You’re Eligible for a Student Loan Even after Bankruptcy
Some individuals decide to go to college later on in life. If they’ve already filed for bankruptcy in the past, some of these people worry that student loan opportunities will be non-existent.
Anyone who’s looking for ways to go back to school will need to talk to a bankruptcy attorney to understand the situation better. A bankruptcy filing remains on record for a period of 10 years. Yet, everyone is protected by federal law and student loan opportunities are available.
Student Loan Bankruptcy and Its Effect on Employment
It’s possible for student loan debt to make young professionals unemployable. The personal credit score is affected by student loan debt and for many employers, a poor credit score is a big no-no.

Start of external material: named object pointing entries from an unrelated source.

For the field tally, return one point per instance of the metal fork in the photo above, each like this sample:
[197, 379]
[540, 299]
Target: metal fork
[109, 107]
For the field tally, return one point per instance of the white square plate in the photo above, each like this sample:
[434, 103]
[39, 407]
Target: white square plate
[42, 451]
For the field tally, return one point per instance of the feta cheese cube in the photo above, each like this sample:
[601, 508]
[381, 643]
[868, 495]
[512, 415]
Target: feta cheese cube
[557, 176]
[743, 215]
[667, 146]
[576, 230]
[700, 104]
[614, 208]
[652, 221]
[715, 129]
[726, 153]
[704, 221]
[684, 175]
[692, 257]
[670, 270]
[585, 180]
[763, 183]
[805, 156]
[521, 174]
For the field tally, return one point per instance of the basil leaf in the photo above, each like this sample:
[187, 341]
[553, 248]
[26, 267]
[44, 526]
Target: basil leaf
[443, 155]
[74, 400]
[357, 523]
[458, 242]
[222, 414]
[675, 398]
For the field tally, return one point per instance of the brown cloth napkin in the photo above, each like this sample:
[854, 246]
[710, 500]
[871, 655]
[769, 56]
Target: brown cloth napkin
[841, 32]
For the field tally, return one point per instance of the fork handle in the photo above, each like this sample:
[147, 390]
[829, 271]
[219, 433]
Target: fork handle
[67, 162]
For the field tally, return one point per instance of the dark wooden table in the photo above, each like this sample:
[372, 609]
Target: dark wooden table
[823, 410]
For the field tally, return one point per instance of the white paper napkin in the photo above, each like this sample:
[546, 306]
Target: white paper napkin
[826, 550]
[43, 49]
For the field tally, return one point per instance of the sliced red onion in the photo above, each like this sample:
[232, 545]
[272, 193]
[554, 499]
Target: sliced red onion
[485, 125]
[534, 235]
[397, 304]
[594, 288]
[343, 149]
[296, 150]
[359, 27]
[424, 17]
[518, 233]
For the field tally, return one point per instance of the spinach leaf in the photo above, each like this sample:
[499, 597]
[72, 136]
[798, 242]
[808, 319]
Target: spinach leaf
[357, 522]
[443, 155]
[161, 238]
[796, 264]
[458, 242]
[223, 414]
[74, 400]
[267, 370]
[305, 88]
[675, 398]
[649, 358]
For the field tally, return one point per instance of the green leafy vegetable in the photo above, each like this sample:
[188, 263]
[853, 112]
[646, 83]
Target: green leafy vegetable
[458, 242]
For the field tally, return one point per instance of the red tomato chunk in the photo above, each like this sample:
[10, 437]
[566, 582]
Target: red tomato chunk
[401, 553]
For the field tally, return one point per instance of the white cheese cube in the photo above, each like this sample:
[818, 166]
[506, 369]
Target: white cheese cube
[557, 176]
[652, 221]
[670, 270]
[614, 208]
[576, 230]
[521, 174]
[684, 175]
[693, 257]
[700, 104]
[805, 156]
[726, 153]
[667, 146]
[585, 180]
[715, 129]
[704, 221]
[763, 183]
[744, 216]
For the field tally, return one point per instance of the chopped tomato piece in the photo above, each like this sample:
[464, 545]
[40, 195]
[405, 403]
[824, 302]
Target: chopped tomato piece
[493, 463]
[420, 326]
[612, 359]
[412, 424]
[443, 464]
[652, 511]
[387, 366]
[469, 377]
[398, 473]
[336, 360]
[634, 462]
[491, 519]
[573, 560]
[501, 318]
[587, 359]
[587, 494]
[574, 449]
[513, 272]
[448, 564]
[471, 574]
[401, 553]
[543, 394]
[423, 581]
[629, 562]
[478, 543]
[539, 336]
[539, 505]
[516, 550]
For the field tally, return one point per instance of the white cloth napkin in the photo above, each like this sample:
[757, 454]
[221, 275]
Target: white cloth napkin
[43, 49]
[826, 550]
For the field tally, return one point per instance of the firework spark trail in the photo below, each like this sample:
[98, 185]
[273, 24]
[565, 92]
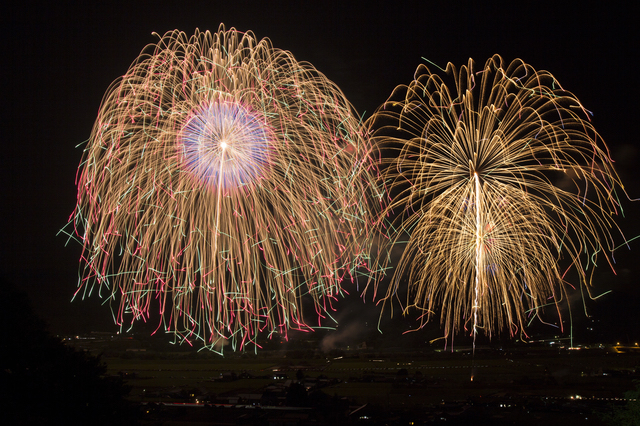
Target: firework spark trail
[223, 181]
[495, 178]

Individuals that have defaulted on a student loan will also automatically become ineligible for a range of government jobs. Many universities will be unwilling to release official transcripts to companies willing to employ former students who’re in serious debt. These two combined factors decrease the chance of some borrowers to find a stable employment option
Student Loan Debt and Inheritance
Borrowers that have federal student loans don’t need to worry about the inheritance of the debt. Private student loans, however, can be transferred to family members upon the death of the borrower.
There have been some suggestions for legislative changes. One of these initiatives is the HR 2961: The Student Loan Protection Act of 2013. Better known as Christopher’s Law, this legislative change will make private education lenders come up with clearer definitions about the obligations of the borrower, as well as about the discharge possibility in the case of serious injury or borrower death.